Before Laura became sick, Huber was already turning his focus toward biology. He missed the energy of his early days at Google, the early days of ads, of Google Apps, of Google Maps. Rather than jumping back into building a big system at Google, it felt to him that biology was going through a “phase change,” like the transition from analog to digital. The ability to get huge amounts of data–like DNA sequence–would allow researchers to understand complex biological systems. And he had the expertise to help with that revolution.
He joined the board of directors at illumina, the company that has pushed forward dramatic increase in scientists’ ability to read DNA code. He focused his own projects on life science.
Then cancer crept up on Laura. She was 46, super-healthy, super-fit and full of energy. She had no family history of cancer. She felt her energy ebb, he says, and at first the doctor just told her she was going through menopause. But the diagnosis didn’t seem to fit, and they decided on more tests. And endoscopy and colonoscopy were expected to turn up irritable bowel syndrome, or perhaps, at worst, Crohn’s disease, the inflammatory bowel disorder.
Instead, they found a two-centimeter colorectal cancer tumor. Still, the news seemed good. The tumor was small, and the chances that surgery would cure her seemed high. But before performing surgery, doctors did a standard test: they gave her a bit of radioactive glucose. Cancer loves glucose, the body’s main form of sugar, and as a result the radioactive form makes tumors light up on a PET scan. Laura had cancer in her liver, throughout her abdomen, through her chest, and all the way up to her neck.
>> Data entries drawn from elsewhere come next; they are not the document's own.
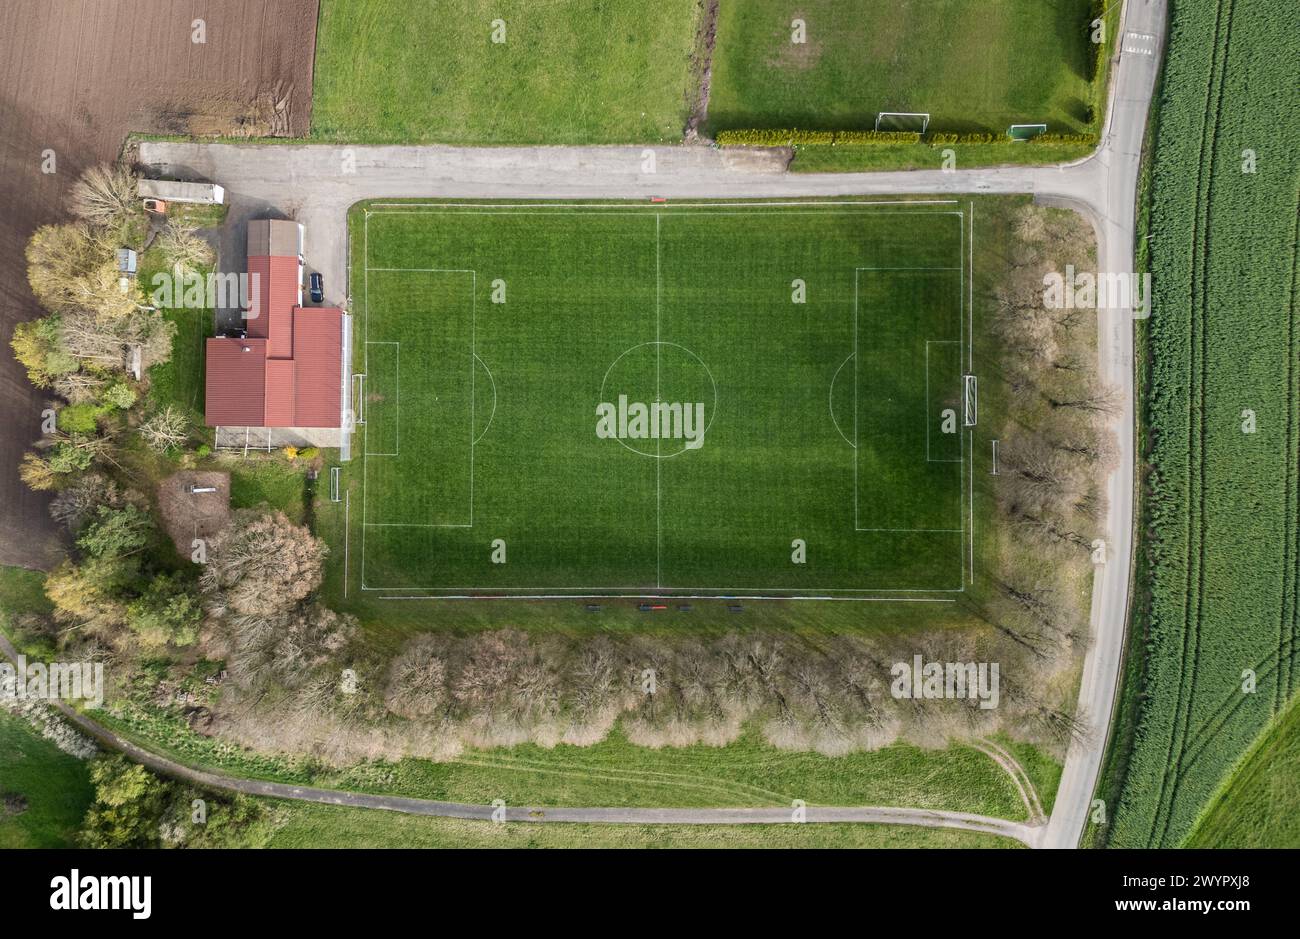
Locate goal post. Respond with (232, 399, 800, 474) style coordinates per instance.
(1007, 123, 1047, 141)
(875, 111, 930, 133)
(963, 374, 978, 427)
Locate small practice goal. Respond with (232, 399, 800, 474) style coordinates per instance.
(963, 374, 978, 427)
(1007, 123, 1048, 141)
(875, 112, 930, 133)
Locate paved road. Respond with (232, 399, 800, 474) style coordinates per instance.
(132, 0, 1166, 848)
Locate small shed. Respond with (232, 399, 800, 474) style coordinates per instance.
(116, 248, 137, 276)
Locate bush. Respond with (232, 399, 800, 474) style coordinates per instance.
(56, 403, 105, 434)
(101, 383, 137, 410)
(716, 128, 1098, 149)
(46, 441, 95, 476)
(715, 128, 921, 146)
(127, 574, 203, 647)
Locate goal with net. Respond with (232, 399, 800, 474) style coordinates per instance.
(875, 112, 930, 133)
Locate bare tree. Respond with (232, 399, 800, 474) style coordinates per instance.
(52, 371, 108, 404)
(138, 406, 189, 452)
(67, 164, 139, 231)
(201, 510, 328, 618)
(58, 308, 174, 372)
(157, 220, 214, 275)
(50, 473, 122, 531)
(385, 635, 448, 720)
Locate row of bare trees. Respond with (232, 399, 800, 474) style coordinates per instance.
(200, 621, 1085, 767)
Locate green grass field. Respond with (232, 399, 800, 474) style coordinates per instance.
(140, 246, 207, 420)
(708, 0, 1103, 136)
(98, 703, 1037, 821)
(0, 713, 93, 848)
(256, 806, 1020, 848)
(311, 0, 701, 144)
(352, 201, 973, 597)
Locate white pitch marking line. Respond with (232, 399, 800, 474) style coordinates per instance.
(367, 200, 963, 209)
(374, 594, 959, 604)
(362, 204, 972, 594)
(655, 212, 662, 588)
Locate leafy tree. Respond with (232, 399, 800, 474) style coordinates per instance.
(18, 452, 59, 491)
(63, 261, 142, 320)
(56, 403, 104, 434)
(44, 441, 95, 476)
(25, 223, 106, 312)
(127, 574, 203, 647)
(101, 382, 137, 409)
(77, 504, 152, 559)
(44, 556, 134, 631)
(79, 756, 168, 849)
(10, 317, 77, 387)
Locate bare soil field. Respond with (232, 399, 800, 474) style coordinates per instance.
(0, 0, 319, 568)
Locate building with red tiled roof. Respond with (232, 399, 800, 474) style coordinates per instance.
(205, 220, 348, 439)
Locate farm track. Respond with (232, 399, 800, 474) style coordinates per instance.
(973, 740, 1043, 822)
(1148, 0, 1235, 849)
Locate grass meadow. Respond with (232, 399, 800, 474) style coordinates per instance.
(311, 0, 702, 144)
(0, 713, 93, 848)
(708, 0, 1102, 135)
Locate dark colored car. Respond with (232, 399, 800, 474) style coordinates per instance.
(309, 272, 324, 303)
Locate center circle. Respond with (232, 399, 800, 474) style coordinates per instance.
(598, 341, 718, 459)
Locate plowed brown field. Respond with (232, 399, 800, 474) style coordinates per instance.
(0, 0, 319, 567)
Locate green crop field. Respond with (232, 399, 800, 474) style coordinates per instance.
(1102, 0, 1300, 847)
(708, 0, 1104, 136)
(350, 201, 975, 598)
(311, 0, 701, 144)
(1186, 692, 1300, 848)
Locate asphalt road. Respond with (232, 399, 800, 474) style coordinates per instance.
(127, 0, 1166, 848)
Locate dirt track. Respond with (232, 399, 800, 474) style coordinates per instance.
(0, 0, 319, 568)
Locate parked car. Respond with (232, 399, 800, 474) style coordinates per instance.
(309, 272, 324, 303)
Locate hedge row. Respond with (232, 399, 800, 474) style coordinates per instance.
(714, 128, 920, 146)
(715, 128, 1098, 148)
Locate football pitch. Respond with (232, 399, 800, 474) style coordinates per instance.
(353, 201, 975, 598)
They attacked the cancer with every drug they could, all sorts of chemotherapy and, toward the end, new drugs that boost the immune system. “By the time she was diagnosed, by the time she was in treatment, the cancer had spread extensively, was attacking other systems in the body, had evolved further and it was just too aggressive,” Huber says. Laura died three months ago today.
As his family had its personal battle with cancer, Huber had been watching a new idea for fighting the disease take root from his board seat at Illumina. The company had been looking for new uses for its DNA sequencing machines, and its scientists thought that they had found clues that they could detect cancer early with a blood test.